One of the main drivers of optimism is the renewed momentum in US/China trade talks. The first day of the second round of negotiations reportedly went relatively well. There hasn’t been a breakthrough yet, and the talks in London continue today. Still, rumours are circulating that the US may be willing to make concessions on tech exports in exchange for China easing restrictions on rare earth metal exports.

VanEck’s Rare Earth and Strategic Metals ETF rose another 2.8% on Monday. Meanwhile, Hong Kong’s Hang Seng Index looks poised to retest its March peak, with potential to extend gains if trade news is supportive. The index still trades at a 22% discount to its 2021 peak and 27% below its 2018 high, leaving ample room for upside.

In energy markets, trade optimism is helping US crude break through a key Fibonacci support level. The barrel is edging above the $65.35 mark, representing the 38.2% retracement of this year’s rally. A sustained move above this level could signal the start of a medium-term bullish consolidation, with potential to push toward $68. However, higher supply could eventually cap gains near the $68–$70 range.

By contrast, traditional safe havens such as gold and the Swiss franc are softer, while the US dollar is better bid in Asia. The EURUSD has dipped below the 1.14 mark, the USDJPY briefly traded above 145, while the trade- and China-sensitive Aussie dollar is holding above 65 cents. Progress in trade talks should support further risk-on sentiment. Any disappointment, however, could jolt markets.

The economic calendar is light in the US today, ahead of Wednesday’s crucial CPI release. As a result, markets will remain focused on trade developments. Importantly, positive trade headlines could help offset any negative surprises in tomorrow’s inflation print, which is expected to reflect mounting price pressures in the US—partly due to higher tariff-related costs.

The US 2-year yield is consolidating near 4%, while the 30-year yield is softer ahead of Thursday’s key auction. Whether the nearly 5% yield on 30-year paper attracts sufficient demand remains to be seen, particularly as many investors have shifted toward shorter maturities amid budget uncertainties. A weak auction could drive long-term borrowing costs higher and refocus attention on ballooning US debt. That, in turn, could renew demand for alternatives—even in a risk-on environment.

Gold is one such alternative, but investor interest in precious metals is now extending beyond gold. Silver and platinum have both seen impressive rallies. Platinum is up around 15% so far this month, and more than 30% since April.

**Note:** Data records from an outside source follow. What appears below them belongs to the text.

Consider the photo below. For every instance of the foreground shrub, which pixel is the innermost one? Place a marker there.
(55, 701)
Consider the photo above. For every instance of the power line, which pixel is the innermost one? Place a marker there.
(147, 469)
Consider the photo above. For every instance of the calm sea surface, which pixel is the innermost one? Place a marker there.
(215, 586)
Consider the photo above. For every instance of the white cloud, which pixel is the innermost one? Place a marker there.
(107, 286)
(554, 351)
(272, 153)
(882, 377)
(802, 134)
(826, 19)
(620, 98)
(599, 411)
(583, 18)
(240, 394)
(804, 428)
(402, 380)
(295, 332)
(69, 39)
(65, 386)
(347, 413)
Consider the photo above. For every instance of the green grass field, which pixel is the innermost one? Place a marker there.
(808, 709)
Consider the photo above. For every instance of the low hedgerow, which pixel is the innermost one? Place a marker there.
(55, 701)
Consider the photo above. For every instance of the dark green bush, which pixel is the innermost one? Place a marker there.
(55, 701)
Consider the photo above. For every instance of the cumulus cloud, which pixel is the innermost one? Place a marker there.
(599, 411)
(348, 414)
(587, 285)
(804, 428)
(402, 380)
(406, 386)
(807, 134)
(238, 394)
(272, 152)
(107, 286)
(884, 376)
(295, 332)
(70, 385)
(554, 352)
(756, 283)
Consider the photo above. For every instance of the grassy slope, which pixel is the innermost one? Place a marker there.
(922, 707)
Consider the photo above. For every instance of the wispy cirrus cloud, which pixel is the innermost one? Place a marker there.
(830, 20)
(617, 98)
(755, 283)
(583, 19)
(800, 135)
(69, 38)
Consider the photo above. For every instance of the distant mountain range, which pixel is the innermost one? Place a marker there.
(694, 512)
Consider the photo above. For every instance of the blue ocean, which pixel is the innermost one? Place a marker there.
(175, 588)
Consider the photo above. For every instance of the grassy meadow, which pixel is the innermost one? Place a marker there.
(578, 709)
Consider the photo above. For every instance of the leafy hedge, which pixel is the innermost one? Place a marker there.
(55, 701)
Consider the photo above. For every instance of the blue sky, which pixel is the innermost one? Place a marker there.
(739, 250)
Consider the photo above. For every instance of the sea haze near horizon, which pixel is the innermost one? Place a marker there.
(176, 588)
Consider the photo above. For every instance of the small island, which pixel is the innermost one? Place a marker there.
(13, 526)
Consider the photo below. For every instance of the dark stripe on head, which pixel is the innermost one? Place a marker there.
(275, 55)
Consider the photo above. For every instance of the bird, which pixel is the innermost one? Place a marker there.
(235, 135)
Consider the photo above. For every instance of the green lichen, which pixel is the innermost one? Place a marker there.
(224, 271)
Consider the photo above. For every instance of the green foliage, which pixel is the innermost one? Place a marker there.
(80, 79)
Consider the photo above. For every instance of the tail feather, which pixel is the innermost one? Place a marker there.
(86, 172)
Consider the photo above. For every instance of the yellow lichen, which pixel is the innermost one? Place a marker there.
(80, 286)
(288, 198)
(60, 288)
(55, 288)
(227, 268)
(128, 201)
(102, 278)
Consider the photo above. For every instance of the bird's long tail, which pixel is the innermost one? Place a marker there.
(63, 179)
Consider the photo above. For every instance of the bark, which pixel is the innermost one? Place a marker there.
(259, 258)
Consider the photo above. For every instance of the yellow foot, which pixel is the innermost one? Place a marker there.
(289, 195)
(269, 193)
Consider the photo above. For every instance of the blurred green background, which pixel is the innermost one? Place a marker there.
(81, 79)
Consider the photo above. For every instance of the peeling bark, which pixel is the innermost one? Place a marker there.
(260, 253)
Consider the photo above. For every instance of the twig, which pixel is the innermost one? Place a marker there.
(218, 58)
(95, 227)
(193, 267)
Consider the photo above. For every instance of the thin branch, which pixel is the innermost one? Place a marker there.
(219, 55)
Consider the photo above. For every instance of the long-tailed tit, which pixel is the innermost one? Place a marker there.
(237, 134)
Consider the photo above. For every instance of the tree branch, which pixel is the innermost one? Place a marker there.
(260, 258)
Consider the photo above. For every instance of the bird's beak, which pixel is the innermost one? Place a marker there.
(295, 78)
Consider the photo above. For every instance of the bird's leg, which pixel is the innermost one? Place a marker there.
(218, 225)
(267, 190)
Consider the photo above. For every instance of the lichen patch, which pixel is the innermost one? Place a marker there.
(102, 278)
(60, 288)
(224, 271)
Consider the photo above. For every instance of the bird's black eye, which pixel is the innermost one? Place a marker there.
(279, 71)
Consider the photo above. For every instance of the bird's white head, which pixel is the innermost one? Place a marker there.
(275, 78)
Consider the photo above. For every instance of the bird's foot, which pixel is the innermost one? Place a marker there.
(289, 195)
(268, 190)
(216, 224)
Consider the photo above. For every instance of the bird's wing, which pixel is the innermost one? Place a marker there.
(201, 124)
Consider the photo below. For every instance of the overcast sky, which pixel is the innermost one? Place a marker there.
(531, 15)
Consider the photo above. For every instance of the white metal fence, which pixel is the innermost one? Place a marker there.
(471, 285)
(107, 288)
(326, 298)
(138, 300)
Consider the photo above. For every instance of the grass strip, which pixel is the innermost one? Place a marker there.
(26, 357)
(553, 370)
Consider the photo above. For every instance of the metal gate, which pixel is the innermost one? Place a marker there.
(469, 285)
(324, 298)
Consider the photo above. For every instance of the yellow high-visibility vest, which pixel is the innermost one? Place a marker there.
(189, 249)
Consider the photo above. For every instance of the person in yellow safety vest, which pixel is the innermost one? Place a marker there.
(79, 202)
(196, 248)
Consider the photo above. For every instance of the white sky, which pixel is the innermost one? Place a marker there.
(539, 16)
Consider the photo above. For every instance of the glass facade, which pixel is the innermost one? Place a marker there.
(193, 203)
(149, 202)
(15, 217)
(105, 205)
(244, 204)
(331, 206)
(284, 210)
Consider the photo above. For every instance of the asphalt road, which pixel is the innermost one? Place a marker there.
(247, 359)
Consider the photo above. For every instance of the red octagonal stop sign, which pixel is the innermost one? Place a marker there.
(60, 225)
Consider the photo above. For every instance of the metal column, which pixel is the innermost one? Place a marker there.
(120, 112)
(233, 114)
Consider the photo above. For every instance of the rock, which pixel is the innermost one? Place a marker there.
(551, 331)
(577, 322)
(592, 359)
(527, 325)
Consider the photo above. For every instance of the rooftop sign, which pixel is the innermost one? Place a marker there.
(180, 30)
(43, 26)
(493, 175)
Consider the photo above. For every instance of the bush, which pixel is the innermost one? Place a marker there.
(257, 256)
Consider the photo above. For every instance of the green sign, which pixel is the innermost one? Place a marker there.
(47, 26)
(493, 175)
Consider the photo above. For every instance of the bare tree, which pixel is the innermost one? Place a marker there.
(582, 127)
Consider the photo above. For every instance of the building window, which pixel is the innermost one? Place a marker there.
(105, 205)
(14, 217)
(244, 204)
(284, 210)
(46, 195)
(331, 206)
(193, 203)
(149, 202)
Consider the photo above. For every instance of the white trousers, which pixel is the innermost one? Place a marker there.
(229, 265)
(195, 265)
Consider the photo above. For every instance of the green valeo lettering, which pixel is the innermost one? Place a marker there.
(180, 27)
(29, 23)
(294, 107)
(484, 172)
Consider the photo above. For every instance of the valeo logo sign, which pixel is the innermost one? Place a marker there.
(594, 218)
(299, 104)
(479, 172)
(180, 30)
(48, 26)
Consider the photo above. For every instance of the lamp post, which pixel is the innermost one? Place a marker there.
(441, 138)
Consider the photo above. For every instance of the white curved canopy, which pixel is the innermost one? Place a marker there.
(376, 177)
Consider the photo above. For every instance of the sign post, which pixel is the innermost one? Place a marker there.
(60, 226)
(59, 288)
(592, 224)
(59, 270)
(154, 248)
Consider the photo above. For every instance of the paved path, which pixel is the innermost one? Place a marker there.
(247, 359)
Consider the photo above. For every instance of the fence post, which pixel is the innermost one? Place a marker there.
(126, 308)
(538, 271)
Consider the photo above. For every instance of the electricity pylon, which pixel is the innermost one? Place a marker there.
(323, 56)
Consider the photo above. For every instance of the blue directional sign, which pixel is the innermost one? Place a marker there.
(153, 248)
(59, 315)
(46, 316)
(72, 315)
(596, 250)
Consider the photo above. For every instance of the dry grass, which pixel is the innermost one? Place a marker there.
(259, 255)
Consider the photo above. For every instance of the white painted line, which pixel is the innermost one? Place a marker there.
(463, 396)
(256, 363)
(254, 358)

Gold’s strength is certainly a tailwind for sister metals like silver and platinum—platinum ETFs saw a 300% year-over-year surge in investment demand in Q1.

But the story goes deeper. The platinum market remains tight, and a second consecutive annual deficit is expected. The World Platinum Investment Council forecasts a shortfall of nearly 1 million ounces this year. As a result, borrowing costs for the metal have surged above 13%—compared to a typical near-zero rate.

Meanwhile, demand continues to rise, particularly from hybrid car manufacturers who use platinum in catalytic converters. Jewellery demand is also increasing, as jewellers pivot away from expensive gold. At current levels, platinum still trades nearly 50% below its 2008 peak and may appeal to investors looking to diversify away from high-priced gold.

In equities, Apple unveiled its new “Liquid Glass” interface at its Worldwide Developers Conference, focusing on design rather than AI or core technology—another sign the company may be falling behind in the AI race. So far, Apple has been given breathing room, partly due to its brand power.

But a continued lack of innovation on the tech front could cost the company its leadership status, encouraging investors to rotate elsewhere. Apple shares have notably diverged from the rest of the so-called Magnificent Seven. Tech history is littered with fallen giants—Kodak and Nokia come to mind. Apple isn’t there yet, but it needs to act to stay in the top tier.

Elsewhere in tech, TSMC released its May sales figures this morning, reporting a strong 39.6% year-on-year gain. The stock rose in Taiwan on the news and may help lift Nvidia at the US open—especially amid hopes the US might relax certain chip export rules to China. Nvidia has had to halt shipments of China-specific chips due to those restrictions, so any progress on that front can’t come soon enough.